Welche Schwierigkeiten gibt es jenseits der sprachlichen Defizite?
Uslucan: Auch die abgefragten Inhalte der Intelligenztests haben für Migranten oft nicht dieselbe Alltagsrelevanz wie für Einheimische. Viele Zuwandererfamilien haben ein ganz anderes Weltwissen als die Märchen der Gebrüder Grimm, in Deutschland gebräuchliche Abzählreime oder Lieder. Ich zum Beispiel bin mit acht Jahren nach Deutschland gekommen und kenne bis heute kaum deutsche Volkslieder. Wir müssen uns eines klar machen: Langfristig führt diese kulturell gebundene Talentauffassung dazu, dass wir viel Potenzial überhaupt nicht erkennen und die Begabungen nach dem Motto „use it or lose it“ irgendwann ganz verloren gehen.

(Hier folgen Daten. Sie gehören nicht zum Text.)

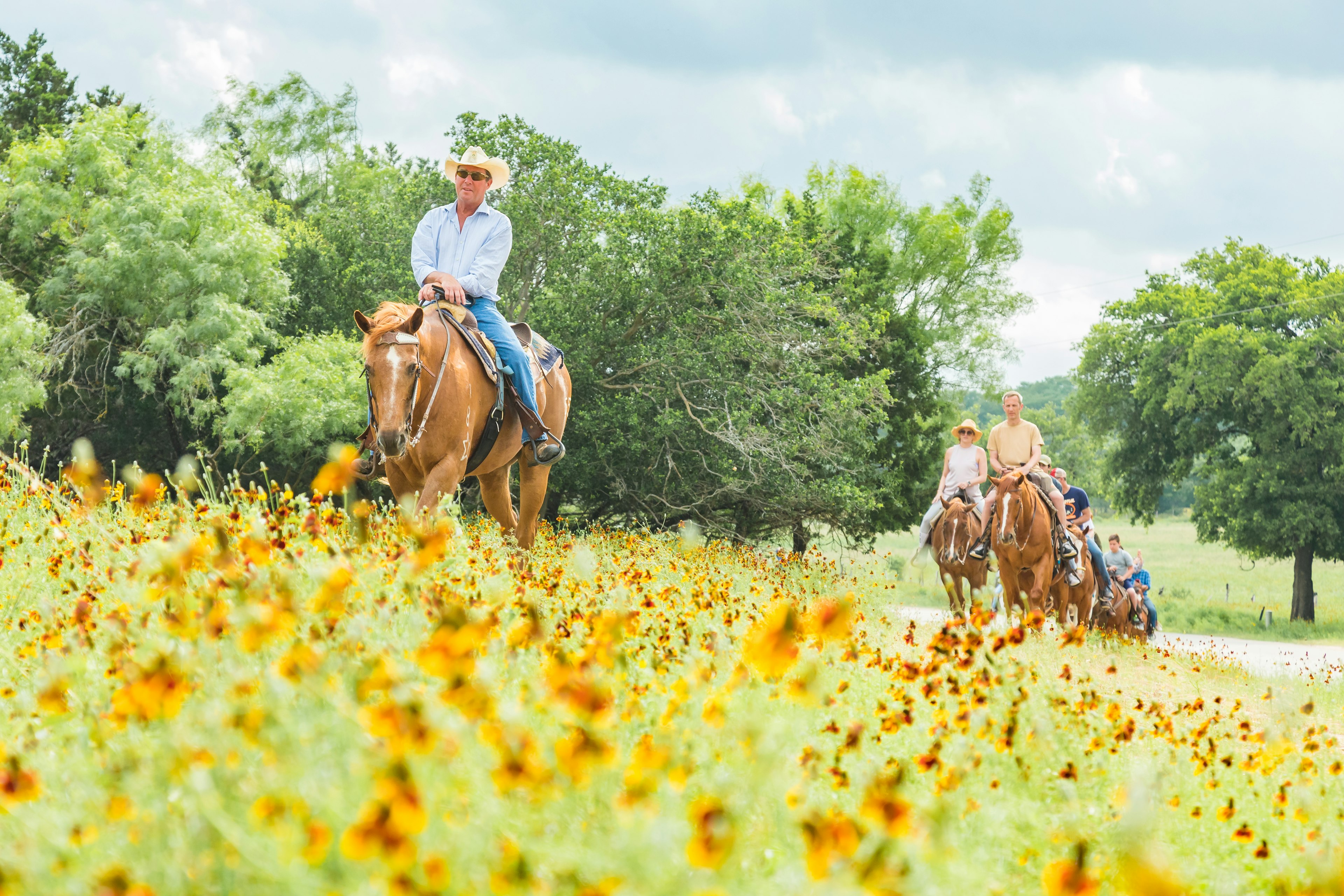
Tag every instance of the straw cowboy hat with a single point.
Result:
(967, 425)
(476, 158)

Das Testverfahren muss also verändert werden?
Uslucan: Ja, das ist dringend notwendig. Wichtig ist aber auch, dass die verschiedenen kulturellen und sprachlichen Hintergründe schon bei der Erstellung der allerersten Stichprobe berücksichtigt werden. Denn an dieser sogenannten Normstichprobe werden spätere Testergebnisse gemessen. In den USA werden auch für die Normstichprobe längst nicht mehr nur weiße Mittelschichtskinder getestet, sondern auch junge Menschen mit afroamerikanischen Wurzeln.
Was können die Pädagogen tun – die ja ebenfalls überwiegend aus der bildungsbürgerlichen Mittelschicht stammen?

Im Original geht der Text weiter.